Photography as a Way of Noticing
Photography relies on time, not in a technical sense, but in how much space you give yourself to really look.
Space to arrive. To pay attention. To let moments take shape. When that space disappears, noticing tends to go with it. And when noticing goes, the work often becomes strained, reactive, and harder than it needs to be.
This applies whether you’re working on a personal project or a commercial shoot.
Some of the most meaningful images tend to happen between the shots. Not the moments you plan for, but the ones that surface when nothing is being pushed forward. When the camera stays up a little longer. When you stop chasing a result and allow things to unfold.
That kind of noticing depends on having enough room to breathe. When that room is taken away, stress often fills the gap. Stress narrows attention and encourages speed over sensitivity. Rarely does it lead to work that feels considered or alive.

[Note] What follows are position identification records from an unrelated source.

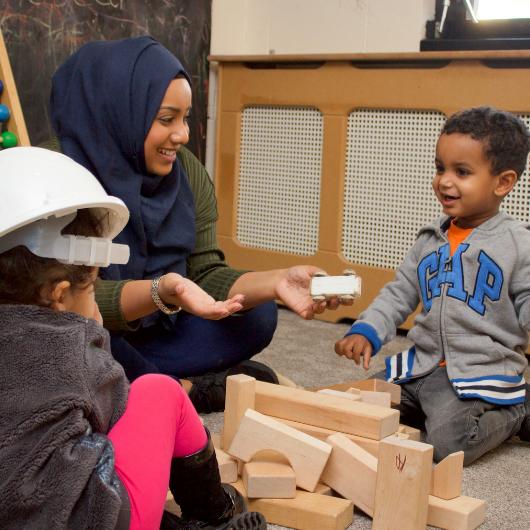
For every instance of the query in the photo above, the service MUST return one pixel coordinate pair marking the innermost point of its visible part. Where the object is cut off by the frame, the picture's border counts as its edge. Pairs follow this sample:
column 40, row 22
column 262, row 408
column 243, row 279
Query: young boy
column 462, row 380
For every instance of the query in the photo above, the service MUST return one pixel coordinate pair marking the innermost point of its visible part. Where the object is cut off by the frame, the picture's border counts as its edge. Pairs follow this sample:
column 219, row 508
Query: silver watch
column 158, row 301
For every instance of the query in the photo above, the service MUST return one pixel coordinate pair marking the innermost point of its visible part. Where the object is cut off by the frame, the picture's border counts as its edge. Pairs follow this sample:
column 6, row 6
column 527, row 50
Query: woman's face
column 169, row 130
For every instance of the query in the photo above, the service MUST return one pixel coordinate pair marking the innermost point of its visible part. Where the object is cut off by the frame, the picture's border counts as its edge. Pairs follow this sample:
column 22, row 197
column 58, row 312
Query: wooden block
column 446, row 481
column 402, row 485
column 307, row 455
column 227, row 466
column 217, row 439
column 323, row 489
column 377, row 385
column 171, row 505
column 346, row 395
column 461, row 513
column 307, row 511
column 351, row 471
column 270, row 480
column 411, row 432
column 376, row 398
column 240, row 394
column 372, row 446
column 330, row 412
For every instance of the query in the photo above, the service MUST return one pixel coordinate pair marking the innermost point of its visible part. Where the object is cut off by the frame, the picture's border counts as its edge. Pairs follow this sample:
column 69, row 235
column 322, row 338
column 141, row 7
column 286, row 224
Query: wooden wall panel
column 443, row 82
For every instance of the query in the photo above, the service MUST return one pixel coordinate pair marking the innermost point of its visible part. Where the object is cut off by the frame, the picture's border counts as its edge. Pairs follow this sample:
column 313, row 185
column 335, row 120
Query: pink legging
column 158, row 424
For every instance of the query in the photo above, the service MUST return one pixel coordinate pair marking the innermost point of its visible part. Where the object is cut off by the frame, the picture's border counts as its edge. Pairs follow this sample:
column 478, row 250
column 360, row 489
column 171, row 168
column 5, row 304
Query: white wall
column 242, row 27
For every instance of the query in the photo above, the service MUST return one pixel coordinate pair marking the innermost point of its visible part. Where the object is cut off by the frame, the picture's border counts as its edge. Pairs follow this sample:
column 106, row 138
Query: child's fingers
column 366, row 359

On location, especially when working with available light, this becomes obvious very quickly. Light doesn’t follow schedules or shot lists. It shifts, softens, disappears, and sometimes surprises you. Trying to rush that process usually creates tension, both in the work and on set. You feel it straight away, and the images start to reflect that pressure.
This is why protecting small pockets of time has become an important part of how I work. A few minutes to pause. To observe how a space behaves. To notice how people move through it, or how the light settles once you stop trying to control it. Those moments are often where the work opens up.
Last month, while on a corporate documentary shoot in Ahmedabad, India, part of the brief was to make a set of editorial photographs of the local community. I asked to be taken to a vegetable and spice market and spent a couple of hours walking, watching, and photographing what I encountered.
Nothing was rushed. There was no attempt to cover everything. People noticed the camera, then carried on. Sometimes they called me over to be included in the frame, and I ended up making some of my favourite candid portraits that way. Gestures repeated. Conversations unfolded. Light moved through narrow streets and between stalls. The photographs that emerged came from staying long enough for moments to present themselves.
That experience reinforced something I’ve learned repeatedly. When you allow time for noticing, the work often gives more back. The camera becomes less about extraction and more about response. You stop forcing images and start recognising when something is already happening.
Photography, practiced this way, becomes a discipline of attention. A reminder that some of the most meaningful images live between the shots, and that giving yourself enough space to really see is often the most important decision you can make.